Imaging of the chest might show irregularly thickened pleura on frontal view of chest x-ray. Chest CT demonstrates pleural thickening, subpleural nodular or reticular opacities in the lung parenchyma at the apex, traction bronchiectasis and subpleural and peribronchial consolidation with minimal middle and lower lobes involvement [10,12,13].

The Pulmonary Function test pattern is restrictive with decreased DLCO [10,11].

The differential diagnosis includes asbestosis, connective tissue diseases, advanced fibrosing sarcoidosis and radiation or drug induced lung disease as these disease causes both pleural and parenchymal fibrosis [8,9,14].

The diagnosis of PPFE requires a multidisciplinary approach with input involving the physician, radiologist, and pathologist [2,5].

Lung biopsy or post-mortem examination is basic for the unequivocal conclusion of PPFE, imaging discoveries are additionally basic as the initial step to the last analysis, as in different IIPs [1,10].

Criteria for the histological and radiological diagnosis of PPFE have been suggested [1,2,11,14].
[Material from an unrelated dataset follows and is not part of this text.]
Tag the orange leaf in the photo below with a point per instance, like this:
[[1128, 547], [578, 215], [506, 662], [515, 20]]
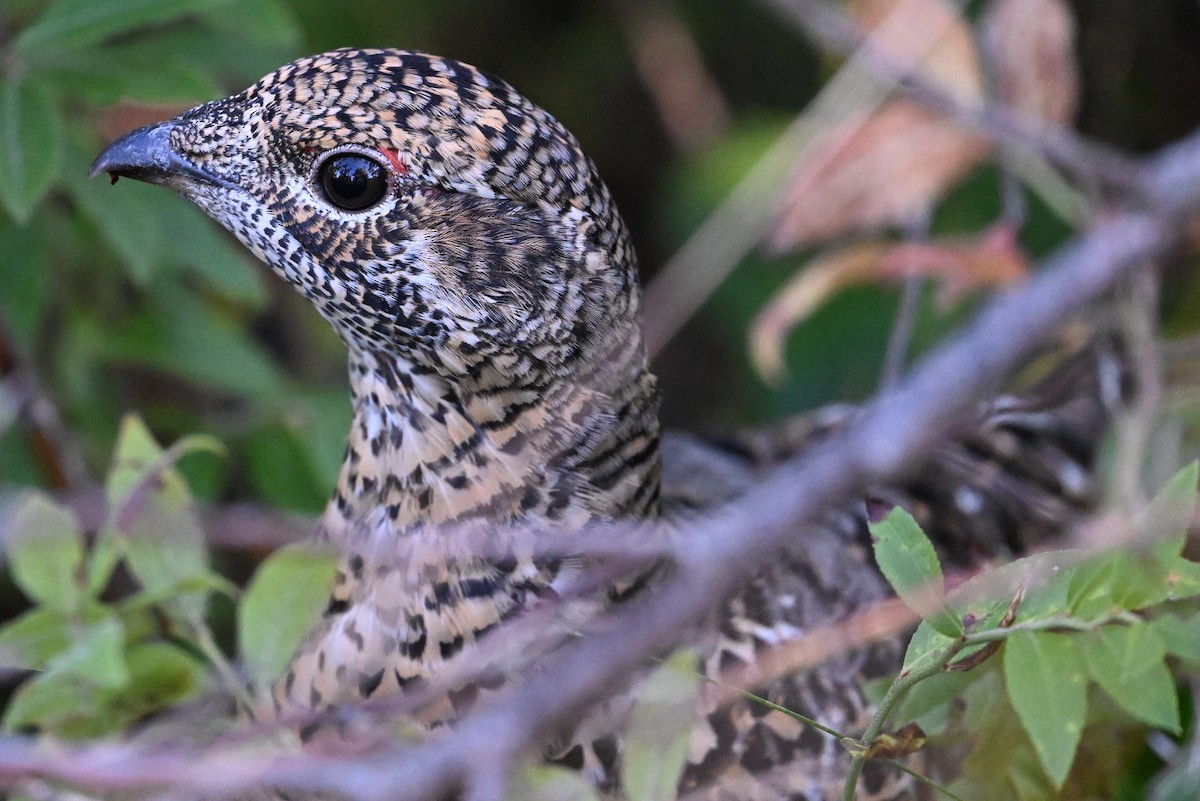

PPFE usually shows a progressive clinical course and carries a poor prognosis. There is no effective treatment for PPFE apart from lung transplantation, other medication can be used as supportive care and includes: corticosteroids, cyclophosphamide, azathioprine, N-acetylcysteine, azithromycin, sulfamethoxazole and trimethoprim [1,6,8,9].

Patient perspective

Informed consent: Written informed consent was obtained from the patient for publication of this case report and accompanying images. A copy of the written consent is available for review by the Editor-in-Chief of this journal.

Conclusion

PPFE usually shows a progressive clinical course and carries a poor prognosis. There is no effective treatment for PPFE apart from lung transplantation, other medication can be used as supportive care and includes: corticosteroids, cyclophosphamide, azathioprine, N-acetylcysteine, azithromycin, sulfamethoxazole and trimethoprim.